Casablanca – The Ministry of Economy and Finance recently disclosed a significant financial setback, with the country’s budget showing a deficit of approximately 6.48 billion US dollars (equivalent to 62.8 billion dirhams) as of December 2023. This revelation has sparked concerns among economists and policymakers, highlighting the need for strategic fiscal management to navigate through these challenging times.
The budget deficit, amounting to approximately 6.48 billion US dollars, underscores the urgency of addressing underlying economic issues and implementing effective measures to mitigate financial risks. Despite falling slightly below the target set by the Finance Act for 2023, which aimed for a deficit of 4.5 percent of the GDP, the current deficit figure signals potential economic challenges on the horizon.

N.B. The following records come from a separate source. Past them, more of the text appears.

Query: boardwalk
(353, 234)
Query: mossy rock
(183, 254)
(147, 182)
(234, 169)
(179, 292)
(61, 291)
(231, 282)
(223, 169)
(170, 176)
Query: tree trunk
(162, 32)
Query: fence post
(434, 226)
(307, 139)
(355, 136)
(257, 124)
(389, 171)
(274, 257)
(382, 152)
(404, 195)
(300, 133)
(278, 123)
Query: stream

A detailed analysis provided by the Ministry of Economy and Finance sheds light on the factors contributing to this deficit. While revenues have seen a commendable performance, with ordinary revenues achieving an impressive rate of 103.7 percent, expenditures have also increased significantly. Investment expenses, in particular, have surged, with issuances recording an achievement rate of 121.5 percent compared to the previous year. This increase reflects efforts to accelerate structural projects and support public enterprises affected by the fluctuating energy prices in 2022.

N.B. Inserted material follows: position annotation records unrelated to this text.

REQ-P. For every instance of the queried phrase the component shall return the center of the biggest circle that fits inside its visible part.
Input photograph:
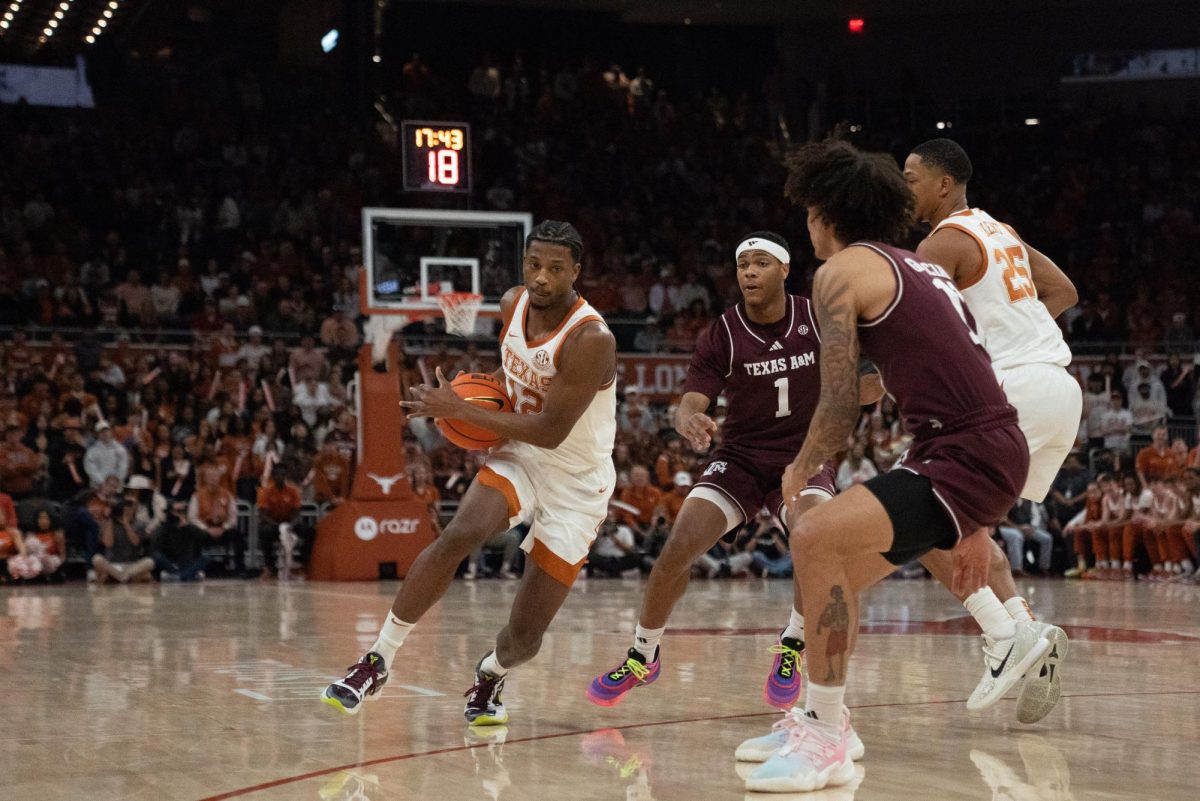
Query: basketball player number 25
(957, 300)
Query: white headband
(766, 246)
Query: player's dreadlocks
(863, 196)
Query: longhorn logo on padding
(385, 482)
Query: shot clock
(437, 156)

The government’s response to this financial predicament has been multifaceted. Investments have been directed towards critical infrastructure projects, including the National Program for Providing Drinking Water and Irrigation Water, as well as addressing exceptional expenses related to supporting purchasing power and economic activity in the aftermath of the Hawz earthquake. These strategic investments aim to stimulate economic growth and enhance the country’s resilience in the face of economic uncertainties.
Furthermore, the Ministry of Economy and Finance has emphasized the importance of prudent financial management in addressing the deficit. Special attention is being given to managing debt obligations and other financial commitments, with surplus funds in special accounts totaling approximately 17 billion dirhams (approximately 1.75 billion US dollars), compared to 8.4 billion dirhams (approximately 865.98 million US dollars) in the previous year. These surplus funds serve as a crucial buffer to cover debt obligations and ensure fiscal stability.
Looking ahead, the government anticipates that the deficit will remain at 4.5 percent of GDP by the end of 2023, in line with the targets set in the Finance Act. However, proactive measures are being taken to manage the deficit effectively and minimize risks associated with refinancing in the domestic market. The Ministry of Economy and Finance remains committed to implementing sound fiscal policies and strategic investments to steer the country towards sustainable economic growth and financial stability.
While the budget deficit presents challenges, it also serves as a catalyst for implementing comprehensive fiscal reforms and strategic investments to bolster the country’s economic resilience. By addressing underlying economic issues and implementing effective measures, the government aims to navigate through these challenging times and emerge stronger on the other side.